I've been attempting to figure this out for forever now (I'm new to programming) and I can't figure it out.
I'm attempting to build a script that will test the file, and give me output from which I can get information like "Audio Format" that I can then put into the filename. However, I can't even get the script to return any file info. I've hit a wall at inserting an input file...
So at this point I just need help getting it to spit out info based on the argvs I've thrown in. Hopefully I'll be able to figure out how to parse the audio info from that.

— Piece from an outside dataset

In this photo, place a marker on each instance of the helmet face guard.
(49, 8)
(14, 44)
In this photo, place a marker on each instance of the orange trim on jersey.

My attempt that seems to be close:
#!/usr/bin/python
import os, sys, subprocess, shlex, re
from subprocess import call
def probe_file(filename):
p = subprocess.Popen(['/opt/local/bin/ffprobe', '-show_format', '-pretty', '-loglevel quiet', -i filename], stdin=subprocess.PIPE, stdout=subprocess.PIPE, stderr=subprocess.PIPE, shell=True)
print filename
print p.communicate()
[probe_file (f) for f in os.listdir('.') if not f.startswith('.')]
Few problems in your code
- args list to Popen has last argument as
-i filename
which is a syntax error use '-i '+filename
instead
shell=True
is usually not needed and is unnecessary burden.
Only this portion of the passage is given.